Si un rapport et une recommandation de l’APCE sont adoptés en avril 2019, cela renforcera ce mouvement européen en faveur d’une levée de l’anonymat du don de gamètes. Or, la marge d’appréciation laissée aux États par la CEDH sur les questions de société dépend notamment de l’existence d’un « consensus européen » dans la matière en cause et de la force de celui-ci. Considérant ce mouvement européen et la jurisprudence (voir supra), les requêtes d’Audrey Gauvin-Fournis et Clément Silliau pourraient amener les juges de Strasbourg à condamner la France pour violation du « droit à l’identité » des personnes conçues par PMA-anonyme. Le législateur français se verrait alors obligé de supprimer le caractère absolu de l’anonymat des dons de gamètes. Un tel arrêt de la CEDH influencerait ainsi la révision en cours des lois françaises de bioéthique[40], ce que le Comité consultatif national d’éthique (CCNE) a déjà anticipé[41].

Pour soutenir la quête identitaire des deux requérants et demander l’interdiction de la PMA-anonyme, l’ECLJ a obtenu l’autorisation d’intervenir auprès de la Cour en soumettant des observations écrites. Notre démonstration s’est appuyée sur les droits de l’homme (voir supra), ainsi que sur les témoignages personnels de deux jeunes femmes conçues par PMA-anonyme, Joanna Rose et Stéphanie Raeymaekers, que nous avions invitées en conférence au siège des Nations unies le 6 mars 2018. L’ECLJ a rappelé dans ses observations que le droit international et ces témoignages sont en cohérence avec ce que nous révèle le droit naturel. En effet, si le désir d’avoir un enfant est profondément humain, la nature humaine qui fait naître le désir de devenir parent a aussi placé en l’enfant le besoin d’être élevé et aimé par ses véritables parents.

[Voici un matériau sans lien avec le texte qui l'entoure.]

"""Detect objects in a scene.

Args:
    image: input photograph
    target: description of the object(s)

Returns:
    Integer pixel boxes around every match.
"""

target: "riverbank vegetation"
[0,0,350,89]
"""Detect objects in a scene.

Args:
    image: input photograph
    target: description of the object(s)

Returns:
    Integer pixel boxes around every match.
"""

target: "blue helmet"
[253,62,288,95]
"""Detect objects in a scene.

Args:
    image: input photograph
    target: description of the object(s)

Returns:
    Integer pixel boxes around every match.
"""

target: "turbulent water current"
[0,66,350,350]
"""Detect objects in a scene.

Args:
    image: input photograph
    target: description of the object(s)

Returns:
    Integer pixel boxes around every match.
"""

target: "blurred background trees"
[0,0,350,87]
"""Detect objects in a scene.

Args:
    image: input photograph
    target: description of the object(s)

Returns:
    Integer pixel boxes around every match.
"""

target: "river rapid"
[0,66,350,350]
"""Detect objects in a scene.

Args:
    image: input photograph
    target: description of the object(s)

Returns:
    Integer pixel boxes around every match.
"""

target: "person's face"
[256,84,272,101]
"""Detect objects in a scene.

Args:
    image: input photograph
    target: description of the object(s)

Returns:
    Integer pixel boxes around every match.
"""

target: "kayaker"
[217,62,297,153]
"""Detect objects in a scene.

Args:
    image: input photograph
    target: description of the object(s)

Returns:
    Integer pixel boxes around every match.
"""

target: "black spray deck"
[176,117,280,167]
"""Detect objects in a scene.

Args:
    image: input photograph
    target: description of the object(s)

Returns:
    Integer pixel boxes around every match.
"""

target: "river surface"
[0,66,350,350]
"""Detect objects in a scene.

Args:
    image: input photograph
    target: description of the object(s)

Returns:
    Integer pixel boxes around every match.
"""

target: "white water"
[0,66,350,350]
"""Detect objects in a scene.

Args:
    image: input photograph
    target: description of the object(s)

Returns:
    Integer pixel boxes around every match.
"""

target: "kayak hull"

Un rapport et un projet de recommandation conformistes et insuffisants

Bien qu’ils approuvent une levée de l’anonymat, les parlementaires refusent pour le moment de reconnaître le droit des enfants conçus par PMA d’avoir accès à leurs origines dès leur naissance. En effet, le projet de recommandation précise que « l’identité du donneur ne serait pas révélée au moment du don à la famille, mais au 16ème ou 18ème anniversaire de l’enfant », avec le consentement de ce jeune adulte et du donneur[42]. Or, la Convention internationale des droits de l’enfant s’applique à « tout être humain âgé de moins de dix-huit ans, sauf si la majorité est atteinte plus tôt en vertu de la législation qui lui est applicable » (art. 1), et déclare explicitement que le droit de connaître ses parents est valable dès la naissance (art. 7-1). La Convention européenne des droits de l’homme doit être lue à la lumière la Convention internationale des droits de l’enfant, qui est le texte international ayant réuni le plus grand nombre de signatures et de ratifications.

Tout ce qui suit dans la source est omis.